Sodium is the most universal restriction. General guidelines recommend no more than 2,300 milligrams per day, but many people with kidney failure need to go lower than that. Excess sodium causes fluid retention, raises blood pressure, and makes dialysis less effective. In practice, this means cooking from scratch more often and avoiding processed and restaurant foods, which account for most sodium in the typical diet.

Potassium and phosphorus limits are more individual. Your levels depend on how much kidney function you still have, what medications you take, and whether you’re on dialysis. There’s no single number that applies to everyone. A renal dietitian can review your bloodwork and help you identify which foods to limit and which are safe. If you’re on dialysis, you may actually need more protein than before, since dialysis removes protein from your blood during treatment.

Managing Complications

Kidney failure doesn’t just mean waste buildup. It triggers a cascade of other problems that need their own management.

Anemia is one of the most common. Healthy kidneys produce a hormone that signals your bone marrow to make red blood cells. When your kidneys fail, that signal weakens, and your red blood cell count drops. This causes fatigue, weakness, and shortness of breath. Treatment involves medications that mimic that hormone, sometimes combined with iron supplements to give your body the raw materials it needs to produce new blood cells.

Bone and mineral disorders are another major concern. When your kidneys can’t filter phosphorus properly, it builds up in your blood and pulls calcium from your bones, weakening them over time.

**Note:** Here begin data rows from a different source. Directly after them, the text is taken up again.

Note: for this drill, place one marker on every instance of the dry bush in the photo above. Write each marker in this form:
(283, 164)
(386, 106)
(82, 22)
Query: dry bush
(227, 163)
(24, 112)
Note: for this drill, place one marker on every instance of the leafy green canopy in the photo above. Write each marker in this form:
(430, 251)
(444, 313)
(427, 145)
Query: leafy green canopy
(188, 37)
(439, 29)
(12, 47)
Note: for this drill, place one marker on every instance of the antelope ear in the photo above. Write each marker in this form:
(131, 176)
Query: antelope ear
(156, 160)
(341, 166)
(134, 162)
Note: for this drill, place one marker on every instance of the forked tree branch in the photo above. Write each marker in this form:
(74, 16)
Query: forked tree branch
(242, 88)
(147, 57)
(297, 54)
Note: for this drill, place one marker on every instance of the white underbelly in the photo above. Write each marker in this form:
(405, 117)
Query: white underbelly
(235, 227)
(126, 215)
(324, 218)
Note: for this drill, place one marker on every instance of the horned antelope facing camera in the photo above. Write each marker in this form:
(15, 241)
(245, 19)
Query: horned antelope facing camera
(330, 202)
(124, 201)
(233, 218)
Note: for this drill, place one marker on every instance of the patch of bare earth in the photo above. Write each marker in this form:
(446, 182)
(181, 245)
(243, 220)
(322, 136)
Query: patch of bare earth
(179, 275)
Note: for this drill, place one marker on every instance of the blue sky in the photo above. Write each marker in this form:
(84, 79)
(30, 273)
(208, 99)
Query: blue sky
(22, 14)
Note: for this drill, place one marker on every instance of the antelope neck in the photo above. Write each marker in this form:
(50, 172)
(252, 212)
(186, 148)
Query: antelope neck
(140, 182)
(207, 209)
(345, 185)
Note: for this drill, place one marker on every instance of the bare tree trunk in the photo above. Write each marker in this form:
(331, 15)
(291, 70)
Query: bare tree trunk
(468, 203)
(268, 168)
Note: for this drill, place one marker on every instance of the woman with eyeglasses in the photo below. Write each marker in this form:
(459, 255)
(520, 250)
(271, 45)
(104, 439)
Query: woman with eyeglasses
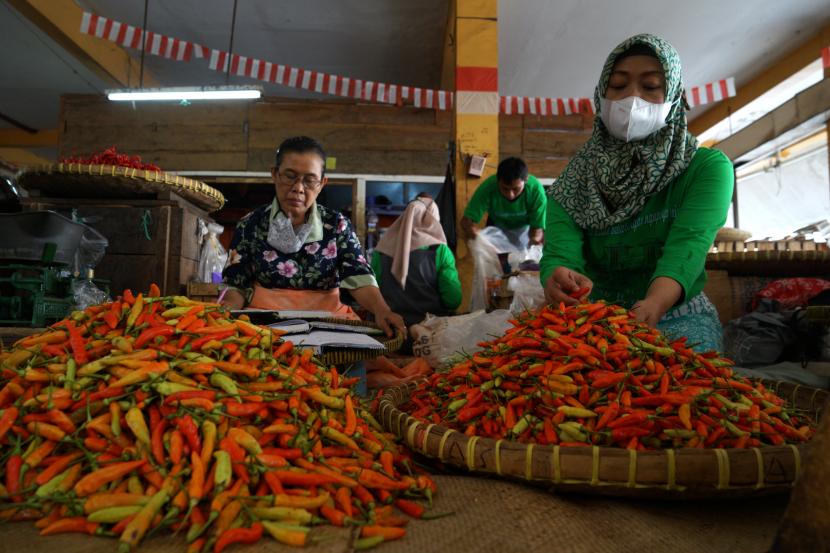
(633, 215)
(297, 254)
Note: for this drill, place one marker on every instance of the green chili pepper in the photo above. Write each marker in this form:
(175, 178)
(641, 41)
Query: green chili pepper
(169, 388)
(734, 430)
(680, 433)
(111, 515)
(223, 468)
(521, 426)
(574, 430)
(48, 488)
(457, 404)
(578, 412)
(69, 379)
(226, 384)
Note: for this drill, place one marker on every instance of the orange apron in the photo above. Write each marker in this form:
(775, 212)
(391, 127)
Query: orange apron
(289, 299)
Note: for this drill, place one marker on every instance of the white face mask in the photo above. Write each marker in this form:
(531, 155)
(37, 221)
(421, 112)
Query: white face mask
(633, 118)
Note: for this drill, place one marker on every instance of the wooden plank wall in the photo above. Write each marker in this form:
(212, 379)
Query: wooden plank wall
(365, 138)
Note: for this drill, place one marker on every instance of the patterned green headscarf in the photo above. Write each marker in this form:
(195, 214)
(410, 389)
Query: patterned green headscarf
(609, 180)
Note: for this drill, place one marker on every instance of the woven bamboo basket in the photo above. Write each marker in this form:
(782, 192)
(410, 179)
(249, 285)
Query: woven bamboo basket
(110, 181)
(665, 474)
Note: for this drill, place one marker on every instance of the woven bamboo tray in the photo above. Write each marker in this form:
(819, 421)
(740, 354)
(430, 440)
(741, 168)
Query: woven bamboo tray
(667, 474)
(76, 180)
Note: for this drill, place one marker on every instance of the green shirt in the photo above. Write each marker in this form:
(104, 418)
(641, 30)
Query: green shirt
(669, 237)
(527, 209)
(449, 286)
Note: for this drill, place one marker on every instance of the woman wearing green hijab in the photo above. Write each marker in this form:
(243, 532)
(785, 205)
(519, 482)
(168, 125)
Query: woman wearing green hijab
(634, 213)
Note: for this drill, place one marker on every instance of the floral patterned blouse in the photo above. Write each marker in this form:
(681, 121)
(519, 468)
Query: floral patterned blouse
(331, 257)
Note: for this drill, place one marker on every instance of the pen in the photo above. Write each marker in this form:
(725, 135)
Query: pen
(222, 295)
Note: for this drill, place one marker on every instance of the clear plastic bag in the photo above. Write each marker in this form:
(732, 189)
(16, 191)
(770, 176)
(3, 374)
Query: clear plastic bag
(91, 250)
(528, 293)
(212, 256)
(444, 340)
(486, 265)
(86, 294)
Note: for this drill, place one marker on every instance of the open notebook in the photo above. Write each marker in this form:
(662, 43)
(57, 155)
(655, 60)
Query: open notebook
(318, 340)
(297, 326)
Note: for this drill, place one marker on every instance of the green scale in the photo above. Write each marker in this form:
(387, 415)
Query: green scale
(36, 284)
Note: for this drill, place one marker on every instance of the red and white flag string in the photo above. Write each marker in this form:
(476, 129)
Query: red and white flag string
(336, 85)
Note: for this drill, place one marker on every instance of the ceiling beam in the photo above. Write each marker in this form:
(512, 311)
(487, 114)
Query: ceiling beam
(21, 157)
(61, 20)
(802, 108)
(781, 69)
(20, 138)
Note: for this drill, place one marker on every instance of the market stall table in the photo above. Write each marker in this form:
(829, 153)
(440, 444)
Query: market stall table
(501, 516)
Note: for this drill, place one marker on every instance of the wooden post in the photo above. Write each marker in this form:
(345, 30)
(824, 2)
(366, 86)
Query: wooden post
(827, 76)
(476, 121)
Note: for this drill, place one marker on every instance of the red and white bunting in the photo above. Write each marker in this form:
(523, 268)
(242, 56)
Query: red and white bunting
(325, 83)
(523, 105)
(710, 92)
(370, 91)
(131, 37)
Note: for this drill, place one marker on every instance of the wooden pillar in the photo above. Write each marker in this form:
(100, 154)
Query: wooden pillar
(826, 62)
(476, 122)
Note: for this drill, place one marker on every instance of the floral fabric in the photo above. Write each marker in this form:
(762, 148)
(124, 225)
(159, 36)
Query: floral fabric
(334, 261)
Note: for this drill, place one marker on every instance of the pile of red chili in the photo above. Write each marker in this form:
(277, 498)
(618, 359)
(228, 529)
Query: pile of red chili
(591, 374)
(154, 413)
(111, 157)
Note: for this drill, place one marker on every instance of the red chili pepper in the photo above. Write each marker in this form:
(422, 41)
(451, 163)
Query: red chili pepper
(7, 420)
(190, 432)
(13, 467)
(76, 342)
(152, 333)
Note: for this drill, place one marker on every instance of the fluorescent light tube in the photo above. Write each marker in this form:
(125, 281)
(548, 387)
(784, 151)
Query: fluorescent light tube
(185, 93)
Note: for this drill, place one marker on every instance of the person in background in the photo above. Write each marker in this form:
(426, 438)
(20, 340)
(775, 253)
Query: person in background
(413, 265)
(295, 254)
(633, 215)
(513, 200)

Phosphate binders are medications taken with meals that grab phosphorus from your food before it enters your bloodstream. Depending on the type, you chew or swallow them right before, during, or immediately after eating. The timing matters because they only work when there’s food in your stomach to bind to.

Fluid overload, high blood pressure, and heart disease are also closely tied to kidney failure and require ongoing attention. Most people with kidney failure take multiple medications to manage these overlapping issues.

Conservative Management Without Dialysis

Some people choose not to pursue dialysis or transplant. This is called conservative management, and it’s a legitimate medical path, not a refusal of care. The focus shifts entirely to quality of life and symptom control rather than replacing kidney function.

Conservative management includes preserving whatever kidney function remains for as long as possible, managing symptoms like nausea and poor appetite, treating complications like anemia, and addressing emotional and spiritual needs through palliative care. The goal is to maintain the best possible quality of life while avoiding treatments and hospital stays that may do more harm than good. This often means fewer medical appointments, fewer blood draws, and fewer medications.

This choice is most common among older adults or people with serious additional health conditions where dialysis would be unlikely to extend life meaningfully, or where the burden of treatment would outweigh the benefit. It includes planning for end-of-life care, and palliative care teams work alongside your regular doctors to manage pain, discomfort, and emotional wellbeing.

Choosing Between Treatments

There’s no single best treatment for kidney failure. The decision depends on your age, other health conditions, lifestyle priorities, and support system. Someone who is otherwise healthy and under 60 may benefit most from pursuing a transplant while using dialysis as a bridge during the wait. Someone in their 80s with advanced heart disease might find conservative management offers better day-to-day life than the demands of dialysis three times a week.

If you’re weighing options, the most important step is an honest conversation with your kidney care team about what each path looks like in practice: how much time it takes, how you’ll feel, what the realistic outcomes are for someone in your specific situation, and what matters most to you. Many kidney centers have social workers and patient navigators who can help you think through logistics like transportation, insurance, and caregiver support.